For simplicity, consider trying to add two values of type None to an item like follows:
loader.add_value('name', None)
loader.add_value('name', None)
The item will not be affected at all by these two lines. This is not the behavior I want. Instead, I would like there to be two (new) elements in item['name']
like ["",""]
I modified the _add_value()
and load_item()
methods of the ItemLoader
class like this:
def _add_value(self, field_name, value):
value = arg_to_iter(value)
processed_value = self._process_input_value(field_name, value)
self._values.setdefault(field_name, [])
self._values[field_name] += arg_to_iter(processed_value)
def load_item(self):
adapter = ItemAdapter(self.item)
for field_name in tuple(self._values):
value = self.get_output_value(field_name)
if value:
adapter[field_name] = value
else:
adapter[field_name] = "NA"
return adapter.item
This at least prevents the empty fields, but I have no idea what problems might arise from doing this, and it doesn't really solve my problem, since I want to store all empty data.
One solution is of course to simply not use the itemloader, and instead just check if the value of response.xpath()

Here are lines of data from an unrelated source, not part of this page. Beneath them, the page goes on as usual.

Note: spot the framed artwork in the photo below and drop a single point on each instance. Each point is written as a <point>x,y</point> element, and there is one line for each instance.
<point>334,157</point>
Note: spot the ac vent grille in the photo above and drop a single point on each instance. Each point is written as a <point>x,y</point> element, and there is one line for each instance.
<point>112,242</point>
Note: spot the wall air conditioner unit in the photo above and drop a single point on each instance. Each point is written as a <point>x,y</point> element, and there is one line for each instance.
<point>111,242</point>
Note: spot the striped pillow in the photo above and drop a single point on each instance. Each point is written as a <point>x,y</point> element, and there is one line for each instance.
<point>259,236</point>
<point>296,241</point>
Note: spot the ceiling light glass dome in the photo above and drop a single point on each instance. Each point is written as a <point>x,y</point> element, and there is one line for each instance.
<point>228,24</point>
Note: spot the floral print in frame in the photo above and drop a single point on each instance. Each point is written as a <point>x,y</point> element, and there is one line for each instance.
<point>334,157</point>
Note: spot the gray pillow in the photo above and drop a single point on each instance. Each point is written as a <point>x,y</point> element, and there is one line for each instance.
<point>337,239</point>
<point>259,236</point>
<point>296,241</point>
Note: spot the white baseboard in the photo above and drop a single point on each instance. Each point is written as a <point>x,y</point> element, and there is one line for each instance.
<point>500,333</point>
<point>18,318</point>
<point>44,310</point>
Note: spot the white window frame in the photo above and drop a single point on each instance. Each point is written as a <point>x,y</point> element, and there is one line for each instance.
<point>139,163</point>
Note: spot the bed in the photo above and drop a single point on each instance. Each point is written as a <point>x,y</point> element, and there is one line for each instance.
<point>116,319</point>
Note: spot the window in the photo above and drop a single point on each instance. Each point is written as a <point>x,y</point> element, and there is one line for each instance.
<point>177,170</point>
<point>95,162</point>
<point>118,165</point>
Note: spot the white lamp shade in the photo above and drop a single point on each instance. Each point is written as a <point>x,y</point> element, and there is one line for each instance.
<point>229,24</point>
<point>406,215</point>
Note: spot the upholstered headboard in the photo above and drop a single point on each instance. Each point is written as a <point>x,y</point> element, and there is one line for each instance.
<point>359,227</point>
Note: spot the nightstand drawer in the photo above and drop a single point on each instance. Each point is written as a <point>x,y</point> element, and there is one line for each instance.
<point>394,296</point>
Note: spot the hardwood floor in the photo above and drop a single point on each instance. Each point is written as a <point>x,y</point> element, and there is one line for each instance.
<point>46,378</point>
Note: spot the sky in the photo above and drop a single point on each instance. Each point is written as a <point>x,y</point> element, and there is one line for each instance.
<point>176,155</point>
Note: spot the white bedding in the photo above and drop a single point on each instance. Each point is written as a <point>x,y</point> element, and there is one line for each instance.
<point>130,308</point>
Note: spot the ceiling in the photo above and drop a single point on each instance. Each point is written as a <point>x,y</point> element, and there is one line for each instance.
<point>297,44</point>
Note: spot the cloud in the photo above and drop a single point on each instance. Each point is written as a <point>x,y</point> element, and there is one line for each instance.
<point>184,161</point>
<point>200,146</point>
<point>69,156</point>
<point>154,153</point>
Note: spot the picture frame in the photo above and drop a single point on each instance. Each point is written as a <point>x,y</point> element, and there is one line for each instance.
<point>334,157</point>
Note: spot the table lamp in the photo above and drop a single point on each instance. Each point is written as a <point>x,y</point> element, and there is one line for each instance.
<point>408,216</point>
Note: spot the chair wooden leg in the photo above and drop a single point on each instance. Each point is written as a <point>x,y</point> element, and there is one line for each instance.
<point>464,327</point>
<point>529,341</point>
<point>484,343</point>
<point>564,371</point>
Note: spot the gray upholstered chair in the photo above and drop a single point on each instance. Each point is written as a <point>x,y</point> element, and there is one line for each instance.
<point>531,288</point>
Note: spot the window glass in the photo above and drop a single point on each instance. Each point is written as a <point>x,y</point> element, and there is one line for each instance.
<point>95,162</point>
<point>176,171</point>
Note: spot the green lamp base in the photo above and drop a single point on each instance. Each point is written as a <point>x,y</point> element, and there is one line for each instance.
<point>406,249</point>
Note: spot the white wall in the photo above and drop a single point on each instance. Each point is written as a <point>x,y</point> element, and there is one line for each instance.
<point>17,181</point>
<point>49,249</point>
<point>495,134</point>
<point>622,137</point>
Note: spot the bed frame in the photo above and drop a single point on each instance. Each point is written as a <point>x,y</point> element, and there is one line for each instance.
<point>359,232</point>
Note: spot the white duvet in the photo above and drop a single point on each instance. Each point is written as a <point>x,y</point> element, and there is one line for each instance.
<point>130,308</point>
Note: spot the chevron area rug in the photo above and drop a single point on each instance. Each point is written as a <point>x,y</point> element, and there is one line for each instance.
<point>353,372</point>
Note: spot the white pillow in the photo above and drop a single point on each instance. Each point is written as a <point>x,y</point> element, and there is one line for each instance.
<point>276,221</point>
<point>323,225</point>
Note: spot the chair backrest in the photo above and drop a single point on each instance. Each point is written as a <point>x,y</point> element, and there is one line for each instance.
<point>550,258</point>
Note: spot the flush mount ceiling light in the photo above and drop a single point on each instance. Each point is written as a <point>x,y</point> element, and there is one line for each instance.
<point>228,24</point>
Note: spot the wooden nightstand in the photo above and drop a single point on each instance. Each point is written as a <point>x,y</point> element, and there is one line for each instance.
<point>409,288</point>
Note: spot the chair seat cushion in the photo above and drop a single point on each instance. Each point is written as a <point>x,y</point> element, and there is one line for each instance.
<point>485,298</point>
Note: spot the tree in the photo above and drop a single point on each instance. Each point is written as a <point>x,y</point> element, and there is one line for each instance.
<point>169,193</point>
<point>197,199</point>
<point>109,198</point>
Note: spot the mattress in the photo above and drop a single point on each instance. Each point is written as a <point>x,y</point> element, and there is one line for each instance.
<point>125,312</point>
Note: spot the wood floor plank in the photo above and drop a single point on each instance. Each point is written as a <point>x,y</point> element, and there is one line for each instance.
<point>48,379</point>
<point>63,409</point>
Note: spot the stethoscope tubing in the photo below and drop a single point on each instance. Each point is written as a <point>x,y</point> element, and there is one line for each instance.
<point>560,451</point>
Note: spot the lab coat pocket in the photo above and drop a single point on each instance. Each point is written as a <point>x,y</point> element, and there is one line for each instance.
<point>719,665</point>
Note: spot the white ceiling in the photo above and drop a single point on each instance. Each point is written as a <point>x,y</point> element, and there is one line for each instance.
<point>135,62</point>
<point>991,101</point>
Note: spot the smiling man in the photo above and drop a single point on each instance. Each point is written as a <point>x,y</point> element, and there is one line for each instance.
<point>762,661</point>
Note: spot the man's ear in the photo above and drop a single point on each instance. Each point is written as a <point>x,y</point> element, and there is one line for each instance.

is null. However,that would cause my project to become a lot messier, which I would like to avoid if possible.
Any ideas?
Upvotes: 2
Views: 861
Reputation: 1106
You can use dataclass or attr.s items, and set a default value:
from dataclasses import dataclass, field
@dataclass
class QuoteItem:
text: str = field(default=None)
author: str = field(default=None)
tags: list = field(default=None)
emp: str = field(default="NA")
you have to also change emp
's output_processor to take the second value:
from itemloaders.processors import TakeFirst
from scrapy.loader import ItemLoader
def take_second(value):
if len(value) > 1:
return value[1]
class QuoteLoader(ItemLoader):
text_out = TakeFirst()
author_out = TakeFirst()
emp_out = take_second
Upvotes: 1